Kevin Knox (Summer League 2018)
Em direto contraste com a história de Kyle Kuzma, a “evolução” de Kevin Knox só gera uma reacção de pena e um suspiro resignado pelo potencial desperdiçado por parte de alguns draft nerds outrora esperançosos. Escolhido na 9.ª pick pelos Knicks, começou logo a sentir o “peso” dessa responsabilidade. E, na Summer League, parecia estar muito bem encaminhado, com médias impressionantes de 21.3 pontos, 6.5 ressaltos e 2.3 assistências. O hype foi imediato. A produção foi desapontante. E, hoje, Knox parece estar destinado ao banco.

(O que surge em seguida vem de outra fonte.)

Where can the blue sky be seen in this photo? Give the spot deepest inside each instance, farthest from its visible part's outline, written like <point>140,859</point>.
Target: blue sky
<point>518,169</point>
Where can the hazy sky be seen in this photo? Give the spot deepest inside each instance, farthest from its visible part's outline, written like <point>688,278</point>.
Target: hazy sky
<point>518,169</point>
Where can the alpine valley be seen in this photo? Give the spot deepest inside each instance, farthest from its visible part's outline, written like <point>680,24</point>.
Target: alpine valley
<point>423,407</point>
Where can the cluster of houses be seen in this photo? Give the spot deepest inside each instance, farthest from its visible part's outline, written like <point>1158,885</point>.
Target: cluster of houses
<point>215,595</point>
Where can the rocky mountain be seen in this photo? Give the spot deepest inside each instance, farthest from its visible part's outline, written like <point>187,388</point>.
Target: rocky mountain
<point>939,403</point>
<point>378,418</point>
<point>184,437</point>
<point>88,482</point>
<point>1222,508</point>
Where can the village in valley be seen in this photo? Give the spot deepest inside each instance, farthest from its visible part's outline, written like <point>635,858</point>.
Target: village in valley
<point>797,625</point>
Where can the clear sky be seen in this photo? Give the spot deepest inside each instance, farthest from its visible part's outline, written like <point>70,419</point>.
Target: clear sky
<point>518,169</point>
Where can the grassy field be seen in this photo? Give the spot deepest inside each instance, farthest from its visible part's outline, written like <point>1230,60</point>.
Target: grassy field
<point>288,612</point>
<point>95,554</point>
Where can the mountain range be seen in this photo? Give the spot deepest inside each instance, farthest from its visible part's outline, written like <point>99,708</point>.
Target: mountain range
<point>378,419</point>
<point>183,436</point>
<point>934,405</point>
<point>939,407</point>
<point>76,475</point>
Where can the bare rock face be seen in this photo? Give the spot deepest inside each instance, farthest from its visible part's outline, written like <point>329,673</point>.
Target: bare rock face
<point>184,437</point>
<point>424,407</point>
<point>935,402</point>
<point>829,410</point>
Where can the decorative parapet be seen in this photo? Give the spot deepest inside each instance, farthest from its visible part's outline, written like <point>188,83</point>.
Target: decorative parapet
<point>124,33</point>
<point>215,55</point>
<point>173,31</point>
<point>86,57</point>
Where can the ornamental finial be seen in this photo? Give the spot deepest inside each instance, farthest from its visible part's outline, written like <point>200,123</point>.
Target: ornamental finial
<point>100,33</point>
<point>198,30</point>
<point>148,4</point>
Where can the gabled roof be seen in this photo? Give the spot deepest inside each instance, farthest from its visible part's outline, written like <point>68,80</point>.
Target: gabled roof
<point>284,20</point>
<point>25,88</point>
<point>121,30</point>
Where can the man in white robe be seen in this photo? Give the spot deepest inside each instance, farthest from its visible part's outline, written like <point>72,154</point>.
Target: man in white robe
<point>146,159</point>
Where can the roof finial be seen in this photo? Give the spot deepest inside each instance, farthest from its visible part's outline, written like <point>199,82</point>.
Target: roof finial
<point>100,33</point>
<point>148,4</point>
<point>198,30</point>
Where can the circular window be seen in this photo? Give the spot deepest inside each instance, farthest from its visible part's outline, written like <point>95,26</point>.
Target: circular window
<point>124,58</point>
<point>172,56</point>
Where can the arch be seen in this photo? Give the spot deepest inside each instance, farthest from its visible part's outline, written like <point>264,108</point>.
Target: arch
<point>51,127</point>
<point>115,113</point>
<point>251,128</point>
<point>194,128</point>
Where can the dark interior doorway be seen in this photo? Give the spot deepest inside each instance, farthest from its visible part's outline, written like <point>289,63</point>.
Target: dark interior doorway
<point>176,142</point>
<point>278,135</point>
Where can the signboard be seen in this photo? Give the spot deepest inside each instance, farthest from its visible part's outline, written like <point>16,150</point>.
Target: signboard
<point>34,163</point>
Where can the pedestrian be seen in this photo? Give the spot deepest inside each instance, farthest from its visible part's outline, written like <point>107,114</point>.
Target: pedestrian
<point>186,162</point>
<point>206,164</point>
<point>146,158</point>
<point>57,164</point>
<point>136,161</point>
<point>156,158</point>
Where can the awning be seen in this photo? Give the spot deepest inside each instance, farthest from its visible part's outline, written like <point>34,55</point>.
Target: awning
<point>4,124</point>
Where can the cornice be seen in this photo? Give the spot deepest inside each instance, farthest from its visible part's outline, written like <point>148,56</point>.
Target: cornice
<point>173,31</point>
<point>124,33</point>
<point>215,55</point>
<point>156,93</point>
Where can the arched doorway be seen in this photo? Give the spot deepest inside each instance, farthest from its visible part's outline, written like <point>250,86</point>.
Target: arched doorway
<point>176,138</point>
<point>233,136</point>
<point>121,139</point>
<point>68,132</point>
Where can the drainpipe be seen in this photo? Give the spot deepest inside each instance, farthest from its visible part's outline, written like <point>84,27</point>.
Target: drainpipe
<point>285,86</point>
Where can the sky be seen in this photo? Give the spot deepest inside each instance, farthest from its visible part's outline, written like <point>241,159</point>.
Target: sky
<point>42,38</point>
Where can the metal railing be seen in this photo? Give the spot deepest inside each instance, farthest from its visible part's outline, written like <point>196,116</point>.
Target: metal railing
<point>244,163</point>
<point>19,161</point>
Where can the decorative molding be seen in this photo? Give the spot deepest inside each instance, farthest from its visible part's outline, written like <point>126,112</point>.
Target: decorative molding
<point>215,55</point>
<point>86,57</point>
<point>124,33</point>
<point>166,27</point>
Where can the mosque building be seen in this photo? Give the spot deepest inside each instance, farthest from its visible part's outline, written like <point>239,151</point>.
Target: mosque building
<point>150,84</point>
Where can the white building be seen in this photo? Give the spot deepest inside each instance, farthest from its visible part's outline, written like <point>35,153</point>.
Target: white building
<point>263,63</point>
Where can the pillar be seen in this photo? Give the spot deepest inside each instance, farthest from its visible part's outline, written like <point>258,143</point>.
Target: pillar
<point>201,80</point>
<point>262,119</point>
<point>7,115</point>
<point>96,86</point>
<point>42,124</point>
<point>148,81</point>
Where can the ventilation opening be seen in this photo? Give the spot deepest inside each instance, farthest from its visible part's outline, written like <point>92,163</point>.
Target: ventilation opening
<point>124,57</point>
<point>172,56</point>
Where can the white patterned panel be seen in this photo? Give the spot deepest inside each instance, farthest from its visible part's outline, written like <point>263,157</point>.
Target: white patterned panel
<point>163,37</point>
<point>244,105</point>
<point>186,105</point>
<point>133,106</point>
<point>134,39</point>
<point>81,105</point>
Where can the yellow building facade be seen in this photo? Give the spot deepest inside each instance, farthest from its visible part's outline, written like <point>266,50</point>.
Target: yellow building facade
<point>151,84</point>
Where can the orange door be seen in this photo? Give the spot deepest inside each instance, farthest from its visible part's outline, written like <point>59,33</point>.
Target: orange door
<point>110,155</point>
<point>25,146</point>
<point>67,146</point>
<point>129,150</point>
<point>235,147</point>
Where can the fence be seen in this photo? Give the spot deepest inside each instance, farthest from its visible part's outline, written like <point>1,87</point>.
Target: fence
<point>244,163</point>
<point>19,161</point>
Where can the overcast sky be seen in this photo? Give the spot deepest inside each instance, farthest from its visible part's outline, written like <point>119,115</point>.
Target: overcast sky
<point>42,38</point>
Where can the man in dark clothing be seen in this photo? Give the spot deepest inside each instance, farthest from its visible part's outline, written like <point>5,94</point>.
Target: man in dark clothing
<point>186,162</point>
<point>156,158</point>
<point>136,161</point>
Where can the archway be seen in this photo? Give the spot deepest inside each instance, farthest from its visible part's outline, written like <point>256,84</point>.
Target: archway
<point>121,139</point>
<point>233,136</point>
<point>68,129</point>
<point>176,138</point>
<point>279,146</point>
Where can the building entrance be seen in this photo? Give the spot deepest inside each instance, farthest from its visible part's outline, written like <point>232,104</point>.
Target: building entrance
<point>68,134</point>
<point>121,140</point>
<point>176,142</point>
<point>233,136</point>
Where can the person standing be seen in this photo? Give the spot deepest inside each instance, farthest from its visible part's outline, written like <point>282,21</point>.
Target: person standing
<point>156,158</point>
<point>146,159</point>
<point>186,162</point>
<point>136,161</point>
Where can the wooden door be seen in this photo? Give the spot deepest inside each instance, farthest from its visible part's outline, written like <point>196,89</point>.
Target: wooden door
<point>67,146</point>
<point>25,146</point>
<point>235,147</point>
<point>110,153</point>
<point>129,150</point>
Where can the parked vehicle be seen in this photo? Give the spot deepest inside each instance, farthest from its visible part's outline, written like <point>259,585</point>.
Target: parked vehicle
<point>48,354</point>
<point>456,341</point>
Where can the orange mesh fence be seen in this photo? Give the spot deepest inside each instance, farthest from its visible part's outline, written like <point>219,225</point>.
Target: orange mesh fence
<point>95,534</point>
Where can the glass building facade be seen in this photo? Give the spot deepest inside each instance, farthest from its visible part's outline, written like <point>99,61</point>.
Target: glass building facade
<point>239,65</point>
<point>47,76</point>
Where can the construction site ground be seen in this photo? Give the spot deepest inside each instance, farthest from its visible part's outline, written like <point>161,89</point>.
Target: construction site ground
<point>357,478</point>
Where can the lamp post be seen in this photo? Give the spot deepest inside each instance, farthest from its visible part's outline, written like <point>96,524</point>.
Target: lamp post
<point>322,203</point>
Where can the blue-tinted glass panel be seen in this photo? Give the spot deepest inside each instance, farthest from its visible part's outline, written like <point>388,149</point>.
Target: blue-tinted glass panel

Jerryd Bayless (Summer League 2008)
O que dizer sobre Jerryd Bayless? Primeiro, que ele foi um dos primeiros grandes exemplos de como a Summer League é uma montra especialmente boa para combo guards velozes e sem medo de lançar e atacar o cesto. A falta de rotinas na defesa abre caminho a grandes explosões de pontos. Tal foi o caso com Bayless, que usou uma média de 29.8 pontos para conquistar o MVP da Summer League. Infelizmente, as condições para o sucesso de bases como Bayless não são iguais na NBA e ele acabou por se tornar um mero jogador de rotação.
Anthony Randolph (Summer League 2009)
Algures numa sala almofadada e à prova de som, a balançarem de forma ritmada para trás e para a frente, podemos encontrar antigos especialistas em drafts a murmurar “o Anthony Randolph tinha tudo para ser MVP, o Anthony Randolph tinha tudo para ser MVP”. A 15 de Julho de 2009, marcou 42 pontos num jogo da Summer League, alimentando esperanças quanto ao seu enorme potencial – tanto no ataque como na defesa. Acabou por mostrar uma incapacidade para se elevar contra talento de topo, mas a lenda do seu potencial perdurou.
Josh Selby (Summer League 2012)
Depois de uma primeira época em que causou pouco ou nenhum impacto, Josh Selby estava determinado a mostrar o que valia na sua segunda oportunidade para jogar na Summer League. Ajudado por uma percentagem de 64% da linha de triplo, terminou a competição com uma média de 24.2 pontos, terminando no Top 5 – acima de Tobias Harris e Jimmy Butler (ambos com 20.8) e logo abaixo de Kawhi Leonard (25.0) e Damian Lillard (26.5), com quem partilhou o MVP da Summer League. Nada mau para alguém que não voltou a jogar na NBA.